Reputation: 2999
I have a component that is passed a "user" prop from Redux that looks something like this:
user: {
user: {
photos: []
},
userIsFetching: false,
userIsFetchError: false
}
When "photos" is updated, React will not rerender. I can see in the Redux log that "photos" does get updated. Is this problem due to "photos" being deeply nested?
Here's the reducer:
function deleteUserPhoto(user, id) {
return {
...user,
photos: deletePhoto(user.photos, id)
};
}
function deletePhoto(photos, id) {
return photos.filter(photo =>
photo.id !== id
);
}
export function user(state, action) {
if (typeof state === 'undefined') {
state = {
user: null,
userIsFetching: false,
userIsFetchError: false
}
}
switch (action.type) {
case USER_REQUEST:
return {
...state,
userIsFetching: true
};
case USER_RESPONSE:
return {
...state,
user: action.user
};
case USER_RESPONSE_ERROR:
return {
...state,
userIsFetching: false,
userIsFetchError: true
};
case PHOTO_DELETE:
return {
...state,
user: deleteUserPhoto(state.user, action.id)
};
default:
return state;
}
}
Thanks.
Upvotes: 2
Views: 495
Reputation: 550
This may not be the case in your real code, but from what I can see in your code samples: in deletePhoto
method, calling filter
should throw a TypeError as photos
is undefined in your initial state.
There is no problem at all with deeply nested properties as long as a new state is returned.
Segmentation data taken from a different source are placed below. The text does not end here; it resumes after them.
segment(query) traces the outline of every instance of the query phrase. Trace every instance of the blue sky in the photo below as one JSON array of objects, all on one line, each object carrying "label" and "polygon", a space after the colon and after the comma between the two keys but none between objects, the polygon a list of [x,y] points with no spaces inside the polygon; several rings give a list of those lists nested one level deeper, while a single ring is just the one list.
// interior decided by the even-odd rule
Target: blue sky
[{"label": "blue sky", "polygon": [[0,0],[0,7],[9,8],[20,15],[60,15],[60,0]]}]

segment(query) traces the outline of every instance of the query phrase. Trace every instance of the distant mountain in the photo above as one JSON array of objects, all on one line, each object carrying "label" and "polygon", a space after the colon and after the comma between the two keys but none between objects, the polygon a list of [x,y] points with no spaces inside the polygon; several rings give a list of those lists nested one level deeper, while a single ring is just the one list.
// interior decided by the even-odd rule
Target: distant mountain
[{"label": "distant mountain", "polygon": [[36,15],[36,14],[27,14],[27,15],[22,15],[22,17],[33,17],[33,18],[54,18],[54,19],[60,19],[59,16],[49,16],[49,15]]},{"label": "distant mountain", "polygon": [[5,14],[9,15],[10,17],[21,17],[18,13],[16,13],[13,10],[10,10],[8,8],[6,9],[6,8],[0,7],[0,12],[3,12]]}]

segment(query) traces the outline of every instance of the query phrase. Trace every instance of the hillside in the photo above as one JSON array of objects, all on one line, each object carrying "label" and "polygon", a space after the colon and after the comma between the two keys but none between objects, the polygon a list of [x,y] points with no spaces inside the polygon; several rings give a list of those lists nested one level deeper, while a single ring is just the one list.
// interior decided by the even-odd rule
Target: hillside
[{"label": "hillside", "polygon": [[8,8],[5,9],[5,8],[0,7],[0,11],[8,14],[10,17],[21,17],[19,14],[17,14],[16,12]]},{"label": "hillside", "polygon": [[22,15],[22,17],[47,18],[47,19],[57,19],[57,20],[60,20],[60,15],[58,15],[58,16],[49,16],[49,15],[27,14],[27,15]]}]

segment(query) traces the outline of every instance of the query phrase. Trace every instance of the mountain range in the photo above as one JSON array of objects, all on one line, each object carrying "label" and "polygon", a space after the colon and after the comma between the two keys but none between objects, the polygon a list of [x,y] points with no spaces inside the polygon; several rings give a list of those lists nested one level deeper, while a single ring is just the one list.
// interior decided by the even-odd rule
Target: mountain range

It can becomes cumbersome at some point but libraries like ImmutableJS help us to manage very complex kind of state. A view not being updated after calling an action is a common problem usually caused by mutated state: http://rackt.org/redux/docs/Troubleshooting.html
Upvotes: 1
Reputation: 2999
My stupid mistake. The props were updating but I was checking the state (which was initialized by the props) and I didn't update the state on prop change. I was only using state because it's required by the dropzone mixin I'm using.